Getting high

Speed climbing is what is says on the tin: climbing at speed. The objective is to climb a standard wall with a height of 15 metres as quickly as possible. Speed climbing is actually one of three disciplines – the others being ‘bouldering’ and ‘lead’ –  that together comprise Sport Climbing. This combined category will be included as an Olympic sport for the first time in Tokyo, 2020.

The history of Sport Climbing is relatively brief. It seems to have developed from Sportroccia, which was the first international competition for climbers held in different locations in Italy from 1985 to 1989. This led to the first World Championships in Frankfurt in 1991, since which there has been a Sport Climbing World Championship event held every two years.

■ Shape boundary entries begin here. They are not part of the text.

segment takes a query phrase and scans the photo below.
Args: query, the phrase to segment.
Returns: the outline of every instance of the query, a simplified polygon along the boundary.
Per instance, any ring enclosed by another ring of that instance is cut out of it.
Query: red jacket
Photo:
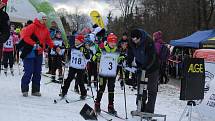
[[[47,44],[50,48],[53,48],[54,44],[51,40],[50,33],[46,25],[41,24],[38,19],[35,19],[32,24],[27,26],[21,32],[21,38],[29,45],[36,44],[32,39],[31,35],[34,34],[40,41],[40,44],[43,45],[43,49],[45,49],[45,45]]]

The inclusion of speed climbing as one of the disciplines in Sport Climbing has always been controversial. Many climbers regard the techniques required to climb at speed to be at odds with the skills that are needed for genuine outdoor climbs. Like in the picture at the header of this post.

The controversy is such that even though Sport Climbing will be in the Olympics for the first time in 2020, a new format is being proposed for the 2024 Olympics in which Speed Climbing is separated as a discipline from the other two categories.

Anyway, leaving the controversy aside, climbing 15 metres doesn’t sound too daunting until you look at a picture of what it entails…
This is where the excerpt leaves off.